Visualizing CNN Layers in CSI Estimation
I have been working on deep learning in the context of CSI estimation in MIMO systems using FDD modulation schemes. While correlations between uplink and downlink are weaker than those in TDD schemes, spatial and spectral correlations still provide useful information. In [1], the authors train a network, DualNet, to leverage uplink and downlink reciprocity in estimating downlink CSI.
While trying to extend train DualNet on a 128 antenna dataset (the original implementation uses 32 antennas), I noticed that the training time became prohbitively long. For \(10^5\) samples, the estimated training time was 76 days. To speed up the training time, I wondered where I might be able to reduce the number of parameters in the network.
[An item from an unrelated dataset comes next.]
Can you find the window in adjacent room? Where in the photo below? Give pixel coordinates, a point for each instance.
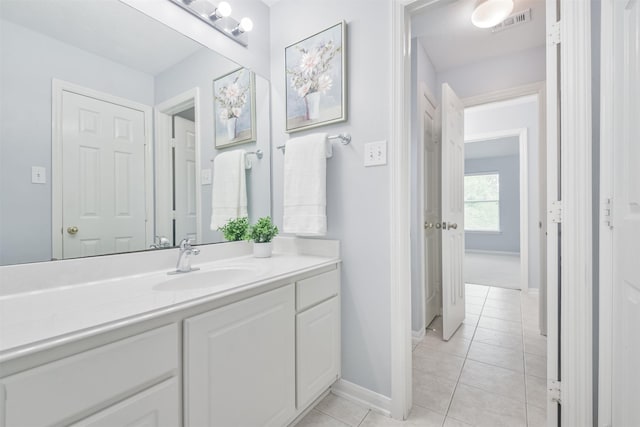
(482, 202)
To cut down on trainable parameters, I needed to understand what sorts of activations the network was learning. If certain layers are largely inactive, then perhaps those layers can be removed. To visualize hidden layers, I retooled a tutorial [2] where the author visualizes the activations for a shape-classifying Convolutional Neural Network (CNN).
The DualNet Model
First, I provide a brief summary of DualNet. The premise of DualNet is that despite weak phase correlation between uplink and downlink, the magnitude correlation and absolute value correlations are high (see Figure 1).
With this observation, DualNet is tailored to accept either the magnitude or the absolute value of CSI. The magnitude variant, DualNet-MAG, is shown in Figure 2. DualNet assumes that a user equipment (UE) will leverage a CNN (the Encoder) to compress the downlink feedback and that the base station (BS) will use another CNN (the Decoder) to use encoded downlink and raw uplink values to estimate the downlink.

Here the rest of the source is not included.